Jacob shook his head and polished off the shot. “Not by some alien race, for some alien race. The only question now is who they are and when we can expect them to show up.” He paused, then laughed as he reached for the bottle of whisky again. “Wait, that’s two questions,” he said, his words slurring into one.
MacAlister moved to Jacob’s side and took the bottle from his hands. “I think you’ve had just about enough, mate.”
Jacob looked up at the soldier. “I think you could be right,” he said, before letting out a long braying laugh.
“So the rain, the creatures I saw, the alien trees?” Emily said.
The effects of the drink were quickly robbing Jacob of his faculties and his words were becoming indistinguishable.
“That, my dear, dear Emily, is the interesting part. This is just a theory, mind you, so don’t you hold me to it in the morning—” he let out another long laugh “—but I think that the rain was some kind of biological super nanotechnology. How it got here, I have nooooo idea, but it took every carbon-based life form on this planet, disassembled it molecule by molecule, and then reassembled it in whatever shape it wanted.”

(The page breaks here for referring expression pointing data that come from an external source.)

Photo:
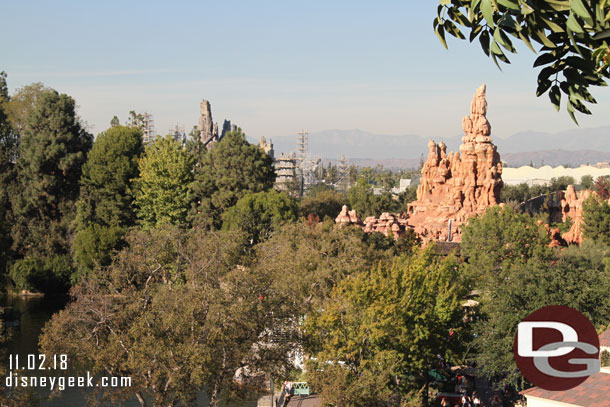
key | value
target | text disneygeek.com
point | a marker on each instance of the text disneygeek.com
(39, 363)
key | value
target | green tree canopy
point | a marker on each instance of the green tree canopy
(323, 204)
(498, 238)
(366, 203)
(8, 153)
(105, 207)
(52, 151)
(508, 260)
(382, 327)
(577, 277)
(232, 168)
(106, 194)
(572, 36)
(163, 189)
(178, 313)
(260, 214)
(596, 219)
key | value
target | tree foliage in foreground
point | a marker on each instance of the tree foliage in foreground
(232, 168)
(572, 37)
(178, 313)
(53, 147)
(105, 206)
(382, 328)
(260, 214)
(163, 189)
(508, 260)
(596, 219)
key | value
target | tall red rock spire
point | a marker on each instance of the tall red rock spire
(456, 186)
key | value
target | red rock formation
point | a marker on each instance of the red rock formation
(347, 217)
(571, 207)
(386, 224)
(457, 186)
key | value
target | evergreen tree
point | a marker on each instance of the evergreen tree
(259, 214)
(596, 219)
(105, 206)
(52, 151)
(106, 191)
(163, 188)
(382, 327)
(8, 152)
(232, 168)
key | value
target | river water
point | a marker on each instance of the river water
(33, 313)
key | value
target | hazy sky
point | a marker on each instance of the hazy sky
(272, 67)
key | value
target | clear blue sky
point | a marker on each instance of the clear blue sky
(272, 67)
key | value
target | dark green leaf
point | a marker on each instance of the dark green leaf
(555, 96)
(578, 105)
(602, 34)
(581, 10)
(452, 29)
(484, 40)
(440, 33)
(543, 86)
(502, 39)
(544, 59)
(579, 63)
(487, 10)
(571, 111)
(526, 41)
(573, 24)
(475, 32)
(513, 5)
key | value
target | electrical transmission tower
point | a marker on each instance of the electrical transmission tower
(148, 128)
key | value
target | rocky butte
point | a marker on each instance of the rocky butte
(208, 129)
(457, 186)
(453, 187)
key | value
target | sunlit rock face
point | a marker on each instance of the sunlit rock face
(457, 186)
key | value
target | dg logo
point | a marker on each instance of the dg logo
(556, 348)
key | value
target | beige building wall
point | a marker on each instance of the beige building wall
(539, 402)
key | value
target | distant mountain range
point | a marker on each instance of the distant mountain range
(573, 147)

Jacob jabbed at the ceiling with the index finger of his left hand. When he next spoke his voice was conspiratorial. “It gave us what you saw out there. A new world. Their world.” He stared at his hand
still pointing at the ceiling. “I mean, do you have even the slightest inkling of what that means? Whatever did this to the world is so far ahead of us technologically, it might just as well be God.” He slowly lowered his hand to his lap and turned to face Emily. “I do not feel so good,” he said, his face suddenly turning a shade of green.

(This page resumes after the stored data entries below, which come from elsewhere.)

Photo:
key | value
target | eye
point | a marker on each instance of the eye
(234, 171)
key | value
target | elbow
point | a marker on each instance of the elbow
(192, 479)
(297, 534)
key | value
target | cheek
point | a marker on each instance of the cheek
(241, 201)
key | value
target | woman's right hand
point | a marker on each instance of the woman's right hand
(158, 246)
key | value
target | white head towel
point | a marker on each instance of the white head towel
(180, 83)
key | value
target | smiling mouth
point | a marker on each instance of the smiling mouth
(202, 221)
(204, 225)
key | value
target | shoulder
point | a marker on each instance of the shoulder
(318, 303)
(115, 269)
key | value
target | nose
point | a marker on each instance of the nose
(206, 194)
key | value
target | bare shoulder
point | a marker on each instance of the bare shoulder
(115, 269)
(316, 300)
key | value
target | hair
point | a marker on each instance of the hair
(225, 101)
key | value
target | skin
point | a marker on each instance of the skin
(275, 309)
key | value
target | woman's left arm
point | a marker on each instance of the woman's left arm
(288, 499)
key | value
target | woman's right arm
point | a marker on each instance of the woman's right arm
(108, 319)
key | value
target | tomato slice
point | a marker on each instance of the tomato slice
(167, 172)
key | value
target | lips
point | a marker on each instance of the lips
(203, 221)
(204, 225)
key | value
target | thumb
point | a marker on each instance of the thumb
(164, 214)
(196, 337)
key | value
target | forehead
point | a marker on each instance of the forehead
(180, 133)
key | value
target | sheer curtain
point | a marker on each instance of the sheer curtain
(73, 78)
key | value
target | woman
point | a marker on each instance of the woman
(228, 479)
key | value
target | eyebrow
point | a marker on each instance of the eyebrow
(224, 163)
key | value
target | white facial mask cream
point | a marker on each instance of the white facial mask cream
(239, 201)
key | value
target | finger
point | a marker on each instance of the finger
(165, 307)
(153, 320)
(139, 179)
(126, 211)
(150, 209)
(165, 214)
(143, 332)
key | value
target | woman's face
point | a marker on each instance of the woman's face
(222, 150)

“Don’t worry,” said MacAlister with a sigh, “I’ll take care of him. Come on.” He began pushing Jacob out of the room toward the scientist’s cabin. “I’ll get him to his room.”
“We should all be afraid,” Jacob yelled as the Scotsman wheeled him away. “We should all be really fucking afraid.”
“He’ll sleep soundly tonight,” said MacAlister when he returned from taking Jacob to his room. “I expect he’ll have a bit of a hangover in the morning, though.”
“Let’s assume his theory is correct,” Emily said, picking up the conversation where they’d left off before the interruption. “Does it really change anything for us?”
“Our primary objective has not changed. We still need to find a place to pitch our tent, so to speak. Point Loma seems to me to be as good a place as any to do that, wouldn’t you say?”
“From what Commander Mulligan has told us, the chances of finding anywhere unaffected by the storm seem pretty slim and growing slimmer by the day. And if Jacob is right we might be running out of time faster than we know,” Emily said. “And since we’re already here…”
The captain nodded. “Mr. MacAlister, I’d like you to take two men you know can handle themselves and go take a look around our new home. Report back to me if we need to call in a fumigator or not.”
“I’d like to go ashore with them,” Emily interjected.
“Not this time,” MacAlister replied. “Leave it to the experts for now.”
“But—” she began to object.
“No buts, Ms. Baxter,” said the captain. “My men know what they’re doing and you would be nothing but a liability at this point, I’m afraid. Please just let them do their job.”